Nine-out-of-10 vets report intimidation from clients

Veterinary teams are experiencing a high level of intimidation from clients bringing their animals into practices across the UK, according to a survey of more than 1,600 British Veterinary Association (BVA) members.

The survey found that 85 per cent of vets or a member of their team have felt intimidated by a client’s language or behaviour. This has promoted the BVA and British Veterinary Nursing Association (BVNA) to offer advice on dealing with this issue.

While around half of vets have felt threatened by their clients’ actions or language many vets commented that support staff such as receptionists often bear the brunt of threatening behaviour.

Those vets who work with companion animals or in a mixed practice are particularly likely to have experienced difficult clients with 89 per cent reporting some form of intimidating experience.

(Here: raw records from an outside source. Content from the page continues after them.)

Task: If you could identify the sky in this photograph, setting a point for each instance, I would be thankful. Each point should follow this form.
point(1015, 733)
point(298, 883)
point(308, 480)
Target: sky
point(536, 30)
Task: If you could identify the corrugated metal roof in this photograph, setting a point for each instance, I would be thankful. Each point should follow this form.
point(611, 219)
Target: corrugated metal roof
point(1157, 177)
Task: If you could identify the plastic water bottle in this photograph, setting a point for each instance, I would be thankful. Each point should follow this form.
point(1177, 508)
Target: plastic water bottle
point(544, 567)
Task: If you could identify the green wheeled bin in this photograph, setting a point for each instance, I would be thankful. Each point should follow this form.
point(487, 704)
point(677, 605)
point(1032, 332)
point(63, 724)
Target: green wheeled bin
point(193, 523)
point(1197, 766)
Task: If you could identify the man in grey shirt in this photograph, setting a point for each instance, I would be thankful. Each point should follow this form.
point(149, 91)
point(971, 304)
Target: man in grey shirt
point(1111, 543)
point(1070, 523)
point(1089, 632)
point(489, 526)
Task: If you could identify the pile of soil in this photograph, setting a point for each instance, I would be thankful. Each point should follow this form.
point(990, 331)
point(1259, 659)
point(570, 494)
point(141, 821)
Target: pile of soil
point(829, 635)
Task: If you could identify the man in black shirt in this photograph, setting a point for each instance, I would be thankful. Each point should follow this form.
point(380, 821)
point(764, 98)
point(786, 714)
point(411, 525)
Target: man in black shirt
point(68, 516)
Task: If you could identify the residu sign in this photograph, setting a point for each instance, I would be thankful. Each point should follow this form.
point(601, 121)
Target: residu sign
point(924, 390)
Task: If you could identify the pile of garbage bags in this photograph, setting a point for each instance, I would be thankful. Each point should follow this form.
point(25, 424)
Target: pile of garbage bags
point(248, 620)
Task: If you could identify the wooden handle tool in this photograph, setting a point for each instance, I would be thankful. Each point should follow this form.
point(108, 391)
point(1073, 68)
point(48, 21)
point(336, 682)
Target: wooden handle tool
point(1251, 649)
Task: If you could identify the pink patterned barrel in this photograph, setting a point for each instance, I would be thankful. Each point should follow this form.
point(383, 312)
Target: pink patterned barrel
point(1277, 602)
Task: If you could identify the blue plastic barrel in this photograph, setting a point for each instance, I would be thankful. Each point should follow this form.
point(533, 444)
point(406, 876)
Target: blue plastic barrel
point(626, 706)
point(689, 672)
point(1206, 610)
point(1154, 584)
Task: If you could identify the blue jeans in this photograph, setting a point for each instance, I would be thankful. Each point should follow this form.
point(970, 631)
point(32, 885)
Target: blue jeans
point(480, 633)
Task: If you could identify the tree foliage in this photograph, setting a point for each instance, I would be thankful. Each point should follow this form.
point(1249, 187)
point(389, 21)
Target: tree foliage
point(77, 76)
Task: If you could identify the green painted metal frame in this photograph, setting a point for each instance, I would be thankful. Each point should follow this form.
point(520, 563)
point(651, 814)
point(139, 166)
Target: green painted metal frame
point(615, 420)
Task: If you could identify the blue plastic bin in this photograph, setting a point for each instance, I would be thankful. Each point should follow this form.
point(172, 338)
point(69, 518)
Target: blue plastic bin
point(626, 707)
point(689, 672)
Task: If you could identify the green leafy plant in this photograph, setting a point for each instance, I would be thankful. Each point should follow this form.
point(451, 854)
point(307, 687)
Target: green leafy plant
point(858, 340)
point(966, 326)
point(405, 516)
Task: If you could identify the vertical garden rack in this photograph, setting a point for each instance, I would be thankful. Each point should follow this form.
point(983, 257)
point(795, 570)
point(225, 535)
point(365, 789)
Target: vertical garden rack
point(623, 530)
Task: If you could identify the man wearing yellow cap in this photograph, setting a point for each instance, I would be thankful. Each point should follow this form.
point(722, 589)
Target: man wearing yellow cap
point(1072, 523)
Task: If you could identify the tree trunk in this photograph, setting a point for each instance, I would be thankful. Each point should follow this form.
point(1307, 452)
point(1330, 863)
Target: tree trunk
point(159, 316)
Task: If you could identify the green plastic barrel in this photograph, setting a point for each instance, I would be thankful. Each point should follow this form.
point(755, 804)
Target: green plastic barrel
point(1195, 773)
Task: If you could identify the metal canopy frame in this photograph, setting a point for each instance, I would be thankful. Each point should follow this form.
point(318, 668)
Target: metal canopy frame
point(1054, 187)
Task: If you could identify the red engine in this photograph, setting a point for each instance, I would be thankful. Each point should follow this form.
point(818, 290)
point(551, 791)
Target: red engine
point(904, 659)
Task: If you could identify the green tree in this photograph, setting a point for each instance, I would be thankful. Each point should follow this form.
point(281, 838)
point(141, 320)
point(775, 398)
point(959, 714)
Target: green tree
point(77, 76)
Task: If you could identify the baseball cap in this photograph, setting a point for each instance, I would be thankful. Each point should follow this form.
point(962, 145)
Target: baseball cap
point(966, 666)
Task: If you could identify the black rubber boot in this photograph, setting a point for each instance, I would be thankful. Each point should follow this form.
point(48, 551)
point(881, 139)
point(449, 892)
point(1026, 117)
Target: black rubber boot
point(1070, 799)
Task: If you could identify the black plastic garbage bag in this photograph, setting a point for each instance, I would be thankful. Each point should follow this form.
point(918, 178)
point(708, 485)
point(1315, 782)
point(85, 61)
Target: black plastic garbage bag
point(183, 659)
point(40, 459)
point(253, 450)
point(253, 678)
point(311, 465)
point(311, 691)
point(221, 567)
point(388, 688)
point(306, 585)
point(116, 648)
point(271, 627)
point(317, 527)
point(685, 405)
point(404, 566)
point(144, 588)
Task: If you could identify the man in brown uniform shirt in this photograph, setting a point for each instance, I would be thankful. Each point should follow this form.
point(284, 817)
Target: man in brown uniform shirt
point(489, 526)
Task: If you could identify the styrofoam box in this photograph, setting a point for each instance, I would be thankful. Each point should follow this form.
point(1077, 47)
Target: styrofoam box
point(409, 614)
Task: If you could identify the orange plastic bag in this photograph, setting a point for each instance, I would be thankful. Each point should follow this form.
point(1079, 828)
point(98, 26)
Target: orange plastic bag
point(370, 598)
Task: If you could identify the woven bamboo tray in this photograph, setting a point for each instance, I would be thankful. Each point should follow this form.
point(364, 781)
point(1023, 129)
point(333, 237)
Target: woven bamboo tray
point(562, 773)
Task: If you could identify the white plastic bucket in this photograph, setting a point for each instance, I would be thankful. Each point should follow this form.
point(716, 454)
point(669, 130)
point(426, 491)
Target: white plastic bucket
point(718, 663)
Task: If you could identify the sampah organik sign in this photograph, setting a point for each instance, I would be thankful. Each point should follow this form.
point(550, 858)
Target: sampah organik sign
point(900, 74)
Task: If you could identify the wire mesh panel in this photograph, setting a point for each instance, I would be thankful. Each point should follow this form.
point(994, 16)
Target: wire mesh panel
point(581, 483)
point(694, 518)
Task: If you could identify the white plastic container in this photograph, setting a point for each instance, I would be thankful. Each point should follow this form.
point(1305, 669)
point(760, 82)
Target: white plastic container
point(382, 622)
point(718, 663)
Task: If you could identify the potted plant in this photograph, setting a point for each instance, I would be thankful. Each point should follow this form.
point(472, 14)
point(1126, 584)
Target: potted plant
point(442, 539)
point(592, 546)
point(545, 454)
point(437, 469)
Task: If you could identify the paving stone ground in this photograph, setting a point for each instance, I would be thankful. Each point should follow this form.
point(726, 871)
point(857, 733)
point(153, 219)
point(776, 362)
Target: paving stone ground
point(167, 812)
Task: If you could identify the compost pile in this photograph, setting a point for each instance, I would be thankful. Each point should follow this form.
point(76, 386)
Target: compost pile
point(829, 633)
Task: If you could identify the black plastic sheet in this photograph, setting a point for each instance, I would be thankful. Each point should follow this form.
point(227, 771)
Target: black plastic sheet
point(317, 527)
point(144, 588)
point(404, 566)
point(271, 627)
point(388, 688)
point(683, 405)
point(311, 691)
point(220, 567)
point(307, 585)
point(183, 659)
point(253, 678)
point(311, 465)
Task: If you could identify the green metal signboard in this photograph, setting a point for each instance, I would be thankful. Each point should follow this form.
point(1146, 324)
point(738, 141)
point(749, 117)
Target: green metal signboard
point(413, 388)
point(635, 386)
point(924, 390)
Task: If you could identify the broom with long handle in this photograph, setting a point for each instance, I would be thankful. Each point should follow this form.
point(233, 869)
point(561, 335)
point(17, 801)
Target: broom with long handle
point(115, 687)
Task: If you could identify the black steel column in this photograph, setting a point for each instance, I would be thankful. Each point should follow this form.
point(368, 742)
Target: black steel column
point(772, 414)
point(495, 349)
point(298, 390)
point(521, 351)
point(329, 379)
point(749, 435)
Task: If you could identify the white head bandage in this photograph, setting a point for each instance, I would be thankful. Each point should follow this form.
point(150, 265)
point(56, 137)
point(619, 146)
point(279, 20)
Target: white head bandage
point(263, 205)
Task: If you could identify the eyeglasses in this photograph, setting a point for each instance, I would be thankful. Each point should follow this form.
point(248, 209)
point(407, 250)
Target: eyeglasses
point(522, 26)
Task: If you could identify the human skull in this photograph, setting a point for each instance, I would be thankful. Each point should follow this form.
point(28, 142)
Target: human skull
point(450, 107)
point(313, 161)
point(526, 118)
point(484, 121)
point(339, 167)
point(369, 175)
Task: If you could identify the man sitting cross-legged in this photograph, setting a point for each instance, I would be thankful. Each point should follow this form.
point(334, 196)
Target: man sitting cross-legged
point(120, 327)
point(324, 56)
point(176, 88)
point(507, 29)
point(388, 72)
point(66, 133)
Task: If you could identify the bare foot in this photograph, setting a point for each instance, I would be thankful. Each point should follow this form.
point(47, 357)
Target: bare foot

Younger vets and female vets were significantly more likely to have experienced some form of intimidation.

BVA’s survey revealed that animal owners’ intimidating language and behaviour is often related to the cost of treatment, with a staggering 98 per cent of vets saying that at some time they feel under pressure from clients to waive fees or to accept the promise of late payment.

Sam Morgan, president of the BVNA, said: “We understand there can be a lot of distress when pets are ill, but this is no excuse to be aggressive or intimidating to a member of the veterinary team.”

BVA president John Fishwick added: “Every situation is different and has to be dealt with on an individual basis, but it’s concerning to see the figures around challenging client behaviour and fees.”